Dilute indole actually smells quite pleasant and is widely used in perfumery.
Civet is also a perfume note, but I'll still take your word for indole.
One fascinating thing about smell is that you can smell only on inhalations. On exhalations, the sensors shut down. Hard to figure out what the evolutionary benefit of that was. But so it is for humans, and I believe for most mammals.
I suppose it makes sense, otherwise the smells from our breath and most recent meals digestion would mix with and confuse our sense of the smells surrounding us.

I'm definitely glad we have this feature first thing in the morning before brushing my teeth!

Dogs noses have those slits in the side to move exhaled air out to the side without disturbing what's in front of the big nostrils.

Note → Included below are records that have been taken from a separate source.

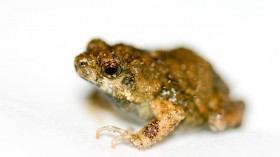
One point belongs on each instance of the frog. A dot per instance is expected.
(167, 88)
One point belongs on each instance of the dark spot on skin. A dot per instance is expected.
(151, 130)
(127, 80)
(82, 64)
(111, 70)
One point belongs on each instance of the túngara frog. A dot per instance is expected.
(166, 87)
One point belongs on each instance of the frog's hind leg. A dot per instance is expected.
(229, 116)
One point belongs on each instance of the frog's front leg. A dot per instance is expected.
(167, 117)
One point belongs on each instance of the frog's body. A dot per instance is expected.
(165, 86)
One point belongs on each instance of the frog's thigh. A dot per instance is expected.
(227, 117)
(168, 115)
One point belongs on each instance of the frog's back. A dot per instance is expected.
(196, 82)
(192, 74)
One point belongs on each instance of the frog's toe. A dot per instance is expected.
(126, 137)
(110, 128)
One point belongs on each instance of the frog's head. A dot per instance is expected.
(121, 71)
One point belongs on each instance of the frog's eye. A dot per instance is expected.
(111, 69)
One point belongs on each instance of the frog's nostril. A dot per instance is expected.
(82, 64)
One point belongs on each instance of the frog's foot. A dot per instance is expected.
(124, 134)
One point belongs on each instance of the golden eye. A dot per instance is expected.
(111, 69)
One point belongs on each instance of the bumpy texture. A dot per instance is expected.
(165, 87)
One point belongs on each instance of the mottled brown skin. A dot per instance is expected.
(164, 87)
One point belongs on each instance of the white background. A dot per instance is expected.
(43, 103)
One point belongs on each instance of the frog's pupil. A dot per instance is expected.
(111, 70)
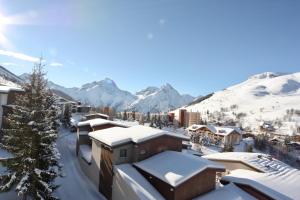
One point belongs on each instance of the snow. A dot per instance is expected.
(4, 154)
(282, 185)
(86, 152)
(261, 162)
(74, 185)
(7, 89)
(143, 189)
(224, 131)
(175, 168)
(97, 114)
(161, 99)
(230, 192)
(99, 122)
(276, 179)
(83, 133)
(137, 134)
(264, 97)
(107, 93)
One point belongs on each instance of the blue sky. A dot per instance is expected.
(198, 46)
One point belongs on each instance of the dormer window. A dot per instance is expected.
(123, 153)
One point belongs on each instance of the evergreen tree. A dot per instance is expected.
(67, 115)
(30, 136)
(148, 117)
(125, 115)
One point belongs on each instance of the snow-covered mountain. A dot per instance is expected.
(8, 78)
(155, 99)
(100, 93)
(107, 93)
(263, 97)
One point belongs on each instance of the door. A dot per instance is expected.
(106, 173)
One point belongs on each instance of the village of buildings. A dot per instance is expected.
(173, 156)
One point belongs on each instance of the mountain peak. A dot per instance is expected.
(167, 86)
(266, 75)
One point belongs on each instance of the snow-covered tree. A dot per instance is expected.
(30, 136)
(67, 115)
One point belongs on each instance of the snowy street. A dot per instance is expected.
(74, 185)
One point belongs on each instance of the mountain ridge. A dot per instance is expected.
(107, 93)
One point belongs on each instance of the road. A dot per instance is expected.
(74, 185)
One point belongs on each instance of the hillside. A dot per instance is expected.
(263, 97)
(159, 99)
(107, 93)
(8, 78)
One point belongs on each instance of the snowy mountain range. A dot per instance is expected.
(107, 93)
(8, 78)
(263, 97)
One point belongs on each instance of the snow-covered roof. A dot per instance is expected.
(7, 89)
(86, 152)
(195, 127)
(175, 168)
(142, 188)
(215, 129)
(226, 130)
(229, 191)
(4, 154)
(261, 162)
(97, 114)
(99, 122)
(283, 184)
(137, 134)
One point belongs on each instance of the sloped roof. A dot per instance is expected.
(7, 89)
(261, 162)
(137, 134)
(229, 191)
(282, 185)
(99, 122)
(142, 188)
(216, 129)
(174, 167)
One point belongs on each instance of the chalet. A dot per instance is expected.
(215, 134)
(83, 109)
(177, 181)
(84, 127)
(115, 146)
(96, 116)
(259, 175)
(7, 99)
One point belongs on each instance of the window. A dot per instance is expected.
(123, 153)
(142, 152)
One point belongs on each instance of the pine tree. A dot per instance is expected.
(30, 136)
(125, 115)
(67, 115)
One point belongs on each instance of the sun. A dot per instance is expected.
(4, 21)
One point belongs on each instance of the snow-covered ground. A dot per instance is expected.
(107, 93)
(263, 97)
(74, 185)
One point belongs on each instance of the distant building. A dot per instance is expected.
(259, 175)
(224, 135)
(8, 95)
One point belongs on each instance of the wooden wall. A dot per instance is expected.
(201, 183)
(149, 148)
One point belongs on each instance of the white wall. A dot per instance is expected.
(3, 101)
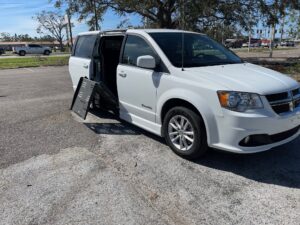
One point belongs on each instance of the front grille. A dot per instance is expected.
(265, 139)
(285, 102)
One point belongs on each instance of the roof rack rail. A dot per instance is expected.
(116, 30)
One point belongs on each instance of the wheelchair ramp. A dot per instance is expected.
(84, 95)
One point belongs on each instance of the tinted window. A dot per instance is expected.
(34, 46)
(199, 50)
(84, 46)
(135, 47)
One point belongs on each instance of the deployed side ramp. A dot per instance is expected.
(85, 93)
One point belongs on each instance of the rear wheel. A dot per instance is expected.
(185, 133)
(22, 53)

Fun to watch this work when my dog is ratting for voles in the yard.

> it takes only two synapses for information to travel from the air, through your nose, and to the core cortex

I was expecting it would be just a low level feature detector since smell is like like a bag-of-words format (unordered) while vision is at least 2D (space) and hearing 1D (time).

Smell is the primary sense and the sooner that Computer Vision embraces that fact the better it will be for any system that needs any form of context sensitivity or relevance detection.

It's all well and good to have awesome algorithms for detecting X, Y, or Z in a stream of stimuli but it's smell that tells us which things to anticipate.

There is no "primary sense". It's primary only in terms of detecting molecules, but the presence or absence of molecules is just one environmental dimension.